New report outlines strategies to reshape County jail system
OW Staff Writer | 6/14/2019, midnight
A report presented to the Los Angeles County Board of Supervisors this week by the Alternatives to Incarceration Work Group included a first look at more than 100 strategies that could potentially reshape the criminal justice system in Los Angeles. The report identified allowing people affected by the justice system who would benefit from mental health care and other services to receive them in their communities, and explicitly addressing the disparate racial impacts of the justice system.
The Work Group, established by a Board motion in February, was charged with helping the County develop and scale up alternatives to incarceration through a “care first and jail last approach.” It includes community stakeholders appointed from each of the five supervisorial districts as well as representatives from 16 individual county departments overseeing matters of health, criminal justice, and social services.
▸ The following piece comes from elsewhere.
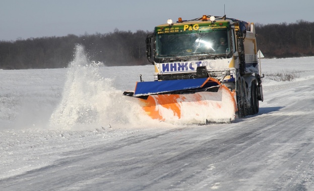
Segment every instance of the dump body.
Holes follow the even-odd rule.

“The recommendations shared today reflect our work to date, but we hope they will lay the groundwork for a transformational shift to a system of alternatives to incarceration,” said Dr. Robert Ross, president of The California Endowment and chair of the Work Group. “This future places care first and it centers human beings; it is a community-based integrated network. It sees people with needs rather than as risks or threats, it looks through a lens of public health rather than punishment, and it is decentralized throughout Los Angeles County, keeping our brothers and sisters from falling out of the community at sites located in our neighborhoods.”
“The people locked up in Los Angeles County, as everywhere in America, are disproportionately black and brown,” said work group member Dr. Kelly Lytle Hernandez, director of the Ralph Bunche Center for African American Studies at UCLA and co-chair of the work group’s ad hoc committee on Data & Research. “At every step, this work group has engaged how deep histories of race remain at the root of contemporary inequities at the County jail, and at every step forward, we are committed to acknowledging, studying, and dismantling those legacies of systemic racism.”
The motion establishing the Work Group is part of a wide-ranging County effort directing development of a decentralized approach to mental health and public safety that would divert people from jail to community-based mental health treatment wherever possible.
The report submitted this week is the first part in a process leading towards the expected submission of a final report in December 2019, when action items will be taken. Its vision indicates to the Board the direction in which it intends to take the next phase of this work.
The report presents goals divided into five categories: Community-Based Systems of Care, Justice System Reform, Community Engagement, Funding, and Data and Research.
Community-Based Systems of Care.
“Today, if you are someone in Los Angeles County struggling with mental health, substance use, or housing needs you are met with systems that do not have the capacity to adequately support you, and you then end up in our hospitals, jails, or on our streets,” said Eunisses Hernandez, Los Angeles campaign coordinator for JustLeadershipUSA and co-chair of the Work Group’s ad hoc committee on Community-Based Systems of Care. “The decentralized community-based systems of care envisioned and proposed by the ATI Work Group would create thousands of new opportunities for people in need of support and their loved ones to access services provided in their communities. Investing in this decentralized system of care will reduce our heavy reliance on emergency rooms and jail cells to handle our most vulnerable community members."
Strategies for Community-Based Systems of Care address the need to strengthen and expand a decentralized model of care to address issues of mental health and substance use disorder, instead of trapping people with clinical needs in a cycle from the streets to jail and back. Instead, these strategies adopt principles of public health through preventative approaches. They propose matching individuals with mental health and substance use disorders to services near where they live, removing barriers to care, and helping community providers develop the capacity to offer that care across the County.